My wife was showing me Instagram. It’s cool. I know a little about photography, but most of it I learned with film. And most of it doesn’t amount to much.
Instagram is hugely popular, but it’s a Mac thing. Except now an Android version is coming soon.
What I didn’t know about Instagram was that a lot of people hate it. Apparently these are mostly professionals. For instance check out the pro and anti comments on Instagram at Gizmodo.
Here’s a picture I took without Instagram.
Is it good? Beats me, but I like it.
Now, with Instagram, I could do all kinds of stuff to it quickly, just by pressing my finger on one little icon after another. Each creates another cool effect. And I’d be doing this with a phone or an iPad, and I’d have to know nothing about photography to do it.
Now, imagine an artist, a painter, spending hours painting that caboose. Then some dude comes along with a canvas, throws a splash of paint on it, and a computer program instantly creates an amazing painting. I imagine this is going to disgust the artist who spent years learning to paint and hours on this particular composition.
Is this a good analogy for Instagram and why real photographers hate it? Well, maybe, but it’s probably not a great one. Most people never learn to paint, but just about everyone takes pictures.

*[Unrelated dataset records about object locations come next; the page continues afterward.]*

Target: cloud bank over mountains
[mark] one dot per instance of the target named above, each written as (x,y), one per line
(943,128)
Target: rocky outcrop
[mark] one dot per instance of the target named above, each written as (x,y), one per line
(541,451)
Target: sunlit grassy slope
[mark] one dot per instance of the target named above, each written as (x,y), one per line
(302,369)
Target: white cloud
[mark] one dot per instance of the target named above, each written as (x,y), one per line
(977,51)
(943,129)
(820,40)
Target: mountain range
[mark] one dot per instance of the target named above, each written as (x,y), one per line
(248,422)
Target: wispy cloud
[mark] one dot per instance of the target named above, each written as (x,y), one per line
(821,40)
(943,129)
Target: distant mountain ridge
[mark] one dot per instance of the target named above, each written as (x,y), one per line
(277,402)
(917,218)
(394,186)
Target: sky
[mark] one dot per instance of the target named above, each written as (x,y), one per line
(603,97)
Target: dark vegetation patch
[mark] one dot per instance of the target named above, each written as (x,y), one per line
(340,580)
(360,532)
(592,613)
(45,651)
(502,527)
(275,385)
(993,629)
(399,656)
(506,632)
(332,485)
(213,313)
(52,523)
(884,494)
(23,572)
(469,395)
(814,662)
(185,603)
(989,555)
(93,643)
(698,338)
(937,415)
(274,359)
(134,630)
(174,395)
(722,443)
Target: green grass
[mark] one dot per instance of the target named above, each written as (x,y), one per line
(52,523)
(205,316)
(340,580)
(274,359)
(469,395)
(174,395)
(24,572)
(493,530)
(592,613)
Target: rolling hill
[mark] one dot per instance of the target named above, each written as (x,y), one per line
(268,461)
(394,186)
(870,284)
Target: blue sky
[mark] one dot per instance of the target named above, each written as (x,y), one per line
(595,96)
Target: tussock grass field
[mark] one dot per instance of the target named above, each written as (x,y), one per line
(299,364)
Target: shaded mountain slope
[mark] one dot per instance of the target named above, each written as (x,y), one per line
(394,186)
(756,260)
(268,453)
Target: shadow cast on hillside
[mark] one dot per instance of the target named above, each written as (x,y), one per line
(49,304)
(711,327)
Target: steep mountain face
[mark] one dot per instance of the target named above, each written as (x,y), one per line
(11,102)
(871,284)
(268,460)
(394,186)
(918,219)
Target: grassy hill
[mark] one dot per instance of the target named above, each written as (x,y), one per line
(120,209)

It’s meant to be easy, and it’s meant to be fun. And as long as the casual photographers don’t start thinking Instagram has turned them into artists, what’s the problem?
Or, am I missing the point? There are other reasons to hate Instagram. I thought this one in the comments at the Gizmodo article was particularly interesting.
The issue I have is that instagram attempts to imbue an aura of “authenticity” to the photograph by emulating essentially flaws or fake aging to an image. A faux sense of nostalgia is what is trying to be created. This is how lomography and the use of say Dianas and Holga’s have become popular. Because the flaws are emulated and stylized. However, these stylizations were a product of the specific physics of the cameras and lenses.
So, it’s not about Instagram being a shortcut to artistic greatness, it’s about Instagram being phony. It’s about Instagram simulating (or is emulating the better word) technical anachronisms. And that is kind of phony. Your photos were taken in the 21st century using a piece of super technology and enhanced by some amazing software and there were no chemicals involved and no film, so why do they look like some guy took them from under a black hood? Or in 1950 with a crew cut?
Still, it’s fun, and it’s fun to look at the results, and I can’t wait to get it on my Android.